Nell'assemblea del 26 aprile 2003 Fiorani e la Bipielle riescono a risultare tra i principali azionisti delle Generali con lo 0,45 per cento delle azioni. La Consob è sorpresa e cerca di capire se esista un patto occulto tra le banche azioniste della compagnia assicuratrice. Fiorani risponde di aver «ereditato il pacchetto di azioni Generali». Sul Corriere della sera del 22 maggio 2003 si legge che la Bipielle potrebbe aver «partecipato nei mesi scorsi al rastrellamento di azioni Generali con Unicredito, Capitalia e Mps. Una manovra con obiettivo indiretto il potere di Mediobanca, "benedetta" da Antonio Fazio di cui Fiorani è uno dei "pupilli"...

Sullo sfondo resta il mistero» sui soldi comparsi in tasca a Fiorani. II mistero lo svela oggi Bertagnoli: «A Bipielle ho fatto prendere in prestito azioni Generali per 4 milioni di euro da un investitore estero. Loro le avrebbero anche comprate, ma così ci hanno guadagnato con il credito di imposta e io ho ricevuto 227 mila euro per la mediazione con un bonifico del 3 giugno 2003».

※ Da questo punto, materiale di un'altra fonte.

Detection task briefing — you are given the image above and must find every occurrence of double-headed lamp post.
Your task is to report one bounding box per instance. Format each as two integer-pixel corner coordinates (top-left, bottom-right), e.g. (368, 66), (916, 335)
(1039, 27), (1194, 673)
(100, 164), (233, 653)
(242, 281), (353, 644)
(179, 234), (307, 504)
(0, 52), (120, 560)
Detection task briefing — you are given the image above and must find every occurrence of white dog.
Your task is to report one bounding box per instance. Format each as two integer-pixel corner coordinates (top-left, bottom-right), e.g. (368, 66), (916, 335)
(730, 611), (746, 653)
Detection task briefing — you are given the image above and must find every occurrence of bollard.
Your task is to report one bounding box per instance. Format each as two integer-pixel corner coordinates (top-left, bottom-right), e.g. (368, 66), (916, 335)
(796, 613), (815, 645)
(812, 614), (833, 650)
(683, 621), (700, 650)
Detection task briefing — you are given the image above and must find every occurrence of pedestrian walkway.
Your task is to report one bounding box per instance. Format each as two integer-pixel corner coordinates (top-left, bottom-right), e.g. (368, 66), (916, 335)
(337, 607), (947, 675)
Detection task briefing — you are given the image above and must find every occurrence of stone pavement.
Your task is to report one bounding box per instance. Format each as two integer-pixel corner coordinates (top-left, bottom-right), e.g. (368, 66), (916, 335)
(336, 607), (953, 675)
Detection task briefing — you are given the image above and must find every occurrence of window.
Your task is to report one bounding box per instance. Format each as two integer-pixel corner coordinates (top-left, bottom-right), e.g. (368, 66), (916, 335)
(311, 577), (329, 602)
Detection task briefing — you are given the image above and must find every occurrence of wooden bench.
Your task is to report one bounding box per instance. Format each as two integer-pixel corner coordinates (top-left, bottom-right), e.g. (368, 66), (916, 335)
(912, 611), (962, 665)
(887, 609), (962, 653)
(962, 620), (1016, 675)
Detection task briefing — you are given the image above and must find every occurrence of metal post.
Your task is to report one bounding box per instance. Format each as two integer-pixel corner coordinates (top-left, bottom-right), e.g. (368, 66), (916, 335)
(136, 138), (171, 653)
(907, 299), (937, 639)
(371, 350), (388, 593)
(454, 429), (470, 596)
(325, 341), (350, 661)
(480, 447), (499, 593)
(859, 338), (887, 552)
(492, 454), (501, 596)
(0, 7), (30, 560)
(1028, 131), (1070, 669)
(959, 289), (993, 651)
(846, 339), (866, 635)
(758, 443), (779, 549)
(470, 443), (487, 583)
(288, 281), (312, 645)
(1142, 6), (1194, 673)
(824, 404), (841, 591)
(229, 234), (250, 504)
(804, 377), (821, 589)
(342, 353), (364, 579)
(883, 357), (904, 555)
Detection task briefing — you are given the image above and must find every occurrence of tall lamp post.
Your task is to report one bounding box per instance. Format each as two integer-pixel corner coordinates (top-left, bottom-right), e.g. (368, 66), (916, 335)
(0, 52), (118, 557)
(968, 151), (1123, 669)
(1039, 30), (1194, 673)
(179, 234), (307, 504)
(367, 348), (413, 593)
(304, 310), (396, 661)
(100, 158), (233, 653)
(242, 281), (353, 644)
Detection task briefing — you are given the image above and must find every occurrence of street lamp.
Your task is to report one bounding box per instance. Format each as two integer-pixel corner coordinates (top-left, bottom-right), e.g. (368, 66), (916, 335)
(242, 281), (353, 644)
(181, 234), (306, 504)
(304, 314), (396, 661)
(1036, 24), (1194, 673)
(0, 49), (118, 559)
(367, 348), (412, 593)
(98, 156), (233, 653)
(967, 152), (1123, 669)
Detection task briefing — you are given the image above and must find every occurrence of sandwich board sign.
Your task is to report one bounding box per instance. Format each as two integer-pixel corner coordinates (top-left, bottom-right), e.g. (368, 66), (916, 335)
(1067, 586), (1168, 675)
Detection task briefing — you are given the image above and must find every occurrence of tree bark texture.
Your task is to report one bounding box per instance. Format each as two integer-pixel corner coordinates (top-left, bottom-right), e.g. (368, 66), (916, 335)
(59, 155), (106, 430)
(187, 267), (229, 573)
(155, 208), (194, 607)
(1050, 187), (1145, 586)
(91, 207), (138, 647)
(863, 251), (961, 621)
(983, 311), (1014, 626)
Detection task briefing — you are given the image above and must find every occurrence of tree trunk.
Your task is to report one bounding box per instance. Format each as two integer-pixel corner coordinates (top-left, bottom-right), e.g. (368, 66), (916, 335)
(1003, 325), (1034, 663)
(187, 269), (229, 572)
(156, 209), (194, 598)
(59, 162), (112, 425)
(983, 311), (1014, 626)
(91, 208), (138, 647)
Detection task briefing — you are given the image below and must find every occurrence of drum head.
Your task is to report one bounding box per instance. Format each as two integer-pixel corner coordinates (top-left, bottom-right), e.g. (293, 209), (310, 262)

È il tumo dell'Antonveneta. Tra novembre 2004 e marzo 2005 Bertagnoli racconta che, sempre su indicazione di Boni, ha comprato e rivenduto ai blocchi a Bpi 1 milione di titoli Antonveneta in due tranche di 20 milioni di euro. «Per questa operazione ho preso il 2,5 per cento, ovvero 500 mila euro, ma la commissione l'hanno fatta risultare su titoli diversi per non far salire il titolo Antonveneta. A Boni ho fatto avere 200 mila euro in contanti al McDonald's di Lugano».

La girandola di soldi e di operazioni sul filo della legalità continua fino a luglio 2005, quando è Bertagnoli a offrire l'ultimo grande affare: un finanziamento da 400 milioni di dollari dalla Bpi a una società straniera per l'acquisizione di una tra le prime società al mondo nell'amministrazione finanziaria. Per soli tre giorni di prestito, Bpi incassa 2 milioni di dollari più gli interessi. «Visto che Bpi non capiva niente dell'affare, io ho ottenuto un compenso aggiuntivo di 1,8 milioni di dollari!». In teoria anche stavolta c'era l'accordo di girarne una parte a Boni. Ma, al momento, l'ex direttore finanziario di Bpi ha altre preoccupazioni.